The vitamins and the halftrack were attempts to write off personal expenses as business costs. But the implants were the real deal. (Or more accurately, the real unreal deal.)
In a widely noted case, the IRS busted a $2,088 deduction for implants by a Green Bay, Wisc., "exotic dancer" doing business as "Chesty Love." When Chesty pressed her case in 1994, the Tax Court embraced her argument, calling the implants a legitimate and deductible business expense.
Had a few of our founding fathers been on hand, they surely would have proclaimed, "No taxation on Chesty's augmentation!" Although, being men, they'd probably just drool.
Desperate for deductions
Here in Metro Detroit, tax preparers report that they're seeing more and more clients trying to push the tax envelope with dubious deductions.
"It's desperation now," says Mike Slomski of Slomski & Raedel CPAs in Harper Woods. "With the economy, people are trying to get as much as they can in tax deductions."
But they won't get much, because the IRS is cracking down. Take charitable deductions: You need a receipt and a note from the charity, and forget about any cash donations without a letter of confirmation.
"I've seen donations go from $6,000 to $1,100 in one conversation -- as soon as I ask for the letter from the church," says Diane Randolph, an IRS enrolled agent in Royal Oak.
Slomski says he's thrown out even more dubious claims. "We've had people come in with some interesting church names I don't believe ever existed."

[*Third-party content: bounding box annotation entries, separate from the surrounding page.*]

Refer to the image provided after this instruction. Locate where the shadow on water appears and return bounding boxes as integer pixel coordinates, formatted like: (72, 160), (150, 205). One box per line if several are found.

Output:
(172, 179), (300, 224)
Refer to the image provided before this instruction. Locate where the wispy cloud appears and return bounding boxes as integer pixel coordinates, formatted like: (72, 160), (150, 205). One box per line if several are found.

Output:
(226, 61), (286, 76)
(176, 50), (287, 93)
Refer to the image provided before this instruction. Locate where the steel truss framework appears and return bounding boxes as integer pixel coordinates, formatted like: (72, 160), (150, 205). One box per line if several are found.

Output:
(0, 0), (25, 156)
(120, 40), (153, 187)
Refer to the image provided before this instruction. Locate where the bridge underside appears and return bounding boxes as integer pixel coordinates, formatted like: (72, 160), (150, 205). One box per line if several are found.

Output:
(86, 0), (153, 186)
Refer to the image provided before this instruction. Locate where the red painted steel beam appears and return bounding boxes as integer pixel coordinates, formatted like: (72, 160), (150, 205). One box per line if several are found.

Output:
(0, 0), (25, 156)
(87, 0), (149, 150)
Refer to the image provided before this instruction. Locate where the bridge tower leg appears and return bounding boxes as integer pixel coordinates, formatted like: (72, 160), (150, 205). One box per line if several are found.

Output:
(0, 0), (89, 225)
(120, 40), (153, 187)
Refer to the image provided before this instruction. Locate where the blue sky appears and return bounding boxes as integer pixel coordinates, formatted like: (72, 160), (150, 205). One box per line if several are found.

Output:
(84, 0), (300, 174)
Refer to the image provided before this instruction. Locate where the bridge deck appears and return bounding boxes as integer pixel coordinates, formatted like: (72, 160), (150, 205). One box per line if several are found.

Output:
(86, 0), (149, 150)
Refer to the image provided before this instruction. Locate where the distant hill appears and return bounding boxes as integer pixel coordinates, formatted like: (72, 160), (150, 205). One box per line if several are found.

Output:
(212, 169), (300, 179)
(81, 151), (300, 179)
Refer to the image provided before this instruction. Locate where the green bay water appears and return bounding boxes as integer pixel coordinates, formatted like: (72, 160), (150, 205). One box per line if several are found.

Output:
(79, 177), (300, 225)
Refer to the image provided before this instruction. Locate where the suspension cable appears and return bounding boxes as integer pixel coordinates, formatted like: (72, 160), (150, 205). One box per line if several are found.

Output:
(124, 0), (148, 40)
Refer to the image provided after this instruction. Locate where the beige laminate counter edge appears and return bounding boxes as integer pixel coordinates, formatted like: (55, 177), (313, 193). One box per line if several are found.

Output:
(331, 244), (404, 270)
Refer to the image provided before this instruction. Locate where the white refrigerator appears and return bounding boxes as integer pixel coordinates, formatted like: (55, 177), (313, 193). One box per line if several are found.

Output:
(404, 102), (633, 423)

Bad return equals big fine
Meanwhile, tax preparers are getting pickier because they face bigger fines for bad returns, along with the possibility of losing their licenses.
"I'm getting ready to boot a client because the expenses for their house is more than what they're making," says John Maddox of Maddox Ungar Silberstein CPAs in Bingham Farms. "Obviously, there's income that's not being reported. That's just asking for trouble."
Maddox adds that the biggest risk with phony deductions comes if you hire a less than scrupulous preparer. "There still are guys out there who come up with the creative stuff," he says. "It's just tax evasion."
And it's expensive. When you, not the tax preparer, get caught, the fine for fraudulent filing is up to 75 percent of the tax owed, plus interest.